NICK CAVE, PREGHIERE DI FUOCO E BALLATE ASSASSINE
Nick Cave. Preghiere di fuoco e ballate assassine, scritto da Marco Petrelli, assume fino in fondo il carattere composito di Cave, la sua grammatica biblica, il suo archivio di immagini, la sua fame di letteratura. Cave appartiene a quella specie di autori che si lasciano capire davvero solo quando si osserva il modo in cui una voce assorbe testi lontani e li costringe a convivere nello stesso corpo.
Si parte dal padre come figura che tiene insieme disciplina del linguaggio, prestigio della letteratura, trauma, imitazione e sfida. Colin Cave resta una presenza che istruisce e ferisce, impone il peso dello stile e insieme apre il varco del mito. Da lì il libro trova la sua temperatura migliore: mostra la pressione che il padre, la Bibbia, il lutto, la violenza e la costruzione del mito esercitano sulla scrittura. La Bibbia di Re Giacomo, Lolita, Delitto e castigo, Shakespeare, il gotico americano arrivano come materiali che hanno lasciato una traccia nella sintassi emotiva di un autore.

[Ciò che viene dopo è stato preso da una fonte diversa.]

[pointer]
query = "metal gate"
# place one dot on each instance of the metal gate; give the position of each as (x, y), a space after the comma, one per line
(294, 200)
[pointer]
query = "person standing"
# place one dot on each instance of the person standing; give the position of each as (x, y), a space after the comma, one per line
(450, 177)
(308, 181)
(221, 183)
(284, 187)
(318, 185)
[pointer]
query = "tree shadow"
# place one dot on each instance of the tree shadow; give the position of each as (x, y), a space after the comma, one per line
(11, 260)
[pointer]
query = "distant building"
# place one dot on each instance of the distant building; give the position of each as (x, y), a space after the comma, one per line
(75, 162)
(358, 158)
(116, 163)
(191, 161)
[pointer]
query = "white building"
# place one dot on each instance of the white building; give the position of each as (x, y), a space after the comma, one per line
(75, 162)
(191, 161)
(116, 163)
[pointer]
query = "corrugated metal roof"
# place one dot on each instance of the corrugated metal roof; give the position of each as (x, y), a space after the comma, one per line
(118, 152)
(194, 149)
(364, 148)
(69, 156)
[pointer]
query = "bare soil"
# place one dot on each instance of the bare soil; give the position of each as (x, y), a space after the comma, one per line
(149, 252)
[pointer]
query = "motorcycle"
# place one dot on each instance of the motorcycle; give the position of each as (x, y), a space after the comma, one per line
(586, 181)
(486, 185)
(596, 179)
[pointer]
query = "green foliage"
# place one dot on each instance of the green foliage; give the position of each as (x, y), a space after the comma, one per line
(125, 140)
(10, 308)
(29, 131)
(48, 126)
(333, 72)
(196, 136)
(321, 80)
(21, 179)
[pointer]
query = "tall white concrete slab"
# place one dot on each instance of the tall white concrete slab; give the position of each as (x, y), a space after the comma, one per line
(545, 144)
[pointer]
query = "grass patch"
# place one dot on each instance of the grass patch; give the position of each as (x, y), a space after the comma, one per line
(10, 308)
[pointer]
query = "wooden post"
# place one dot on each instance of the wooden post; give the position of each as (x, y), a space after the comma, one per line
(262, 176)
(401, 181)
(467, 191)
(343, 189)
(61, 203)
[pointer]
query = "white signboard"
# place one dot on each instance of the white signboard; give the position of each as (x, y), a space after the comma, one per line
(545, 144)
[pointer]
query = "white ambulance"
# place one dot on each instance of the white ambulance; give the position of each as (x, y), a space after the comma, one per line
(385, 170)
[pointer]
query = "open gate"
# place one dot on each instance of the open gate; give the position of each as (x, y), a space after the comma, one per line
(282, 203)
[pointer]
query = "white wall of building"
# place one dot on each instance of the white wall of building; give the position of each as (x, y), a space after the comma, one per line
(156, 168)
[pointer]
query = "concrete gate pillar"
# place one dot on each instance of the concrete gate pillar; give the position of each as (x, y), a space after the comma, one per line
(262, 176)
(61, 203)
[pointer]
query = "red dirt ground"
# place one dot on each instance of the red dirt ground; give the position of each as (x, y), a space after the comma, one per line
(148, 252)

Il centro vero del saggio sta proprio qui, nella perdita che cerca una lingua e nella lingua che per reggere deve caricarsi di immagini assolute.
Cave sembra scrivere sempre
dal bordo di una fenditura,
dentro una forma severa
attraversata dal caos,
dal delitto, dalla caricatura,
dal grottesco
Petrelli conosce bene il territorio che attraversa: una mappa ampia, che include il Southern Gothic, l’Australia del bush, la murder ballad, il cinema, il western, il gotico come categoria teorica, la topografia interiore di Wangaratta, i riferimenti al lutto, le genealogie del sacro e del barbarico. Cave è un autore che ama l’eccesso e il libro sceglie intelligentemente di non normalizzarlo, ma di lasciarne aperta la costellazione.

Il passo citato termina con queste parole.